By Dr Jennifer Mindell, Reader in Public Health, Research Department of Epidemiology and Public Health, University College London

The government is proposing to ban the sale of diesel and petrol vehicles from 2040, to address air pollution in the UK that regularly breaches health-based EU regulations.

There are three main ways to improve UK air quality: reducing emissions from vehicles; driving less; and dealing with other sources of air pollution. The government’s preferred approach seems to be ‘business as usual, but less pollution from existing travel patterns’. Yet, even with this route, they are not committing to a scrappage scheme for diesel.

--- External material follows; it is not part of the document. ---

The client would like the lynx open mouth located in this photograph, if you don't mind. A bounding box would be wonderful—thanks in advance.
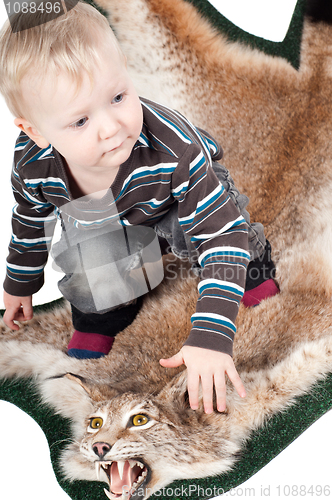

This would produce air-quality benefits in the short-term, instead of in the 2040s – or even the 2050s and 2060s, as some individuals and businesses keep their vehicles for a long time. A scrappage scheme needs to be available to all individuals and businesses, regardless of size, and needs to encompass vehicles of all ages. Although older vehicles are known to be very polluting, no-one really knows about new vehicles! This could be complemented by financial help for retrofitting, particularly for older buses and lorries, if replacement isn’t an option.

Drivers of diesel cars are understandably aggrieved. They were urged to buy diesel engines by previous governments and given financial incentives to do so, because of the lower CO2 emissions per km. The higher emissions of other pollutants were ignored. Those with newer vehicles have no idea what their car really emits, due to the scandalous behaviour of manufacturers. This is yet another parallel with the tobacco industry (1) which designed cigarettes to produce low tar and nicotine in the laboratory but not when used by actual smokers.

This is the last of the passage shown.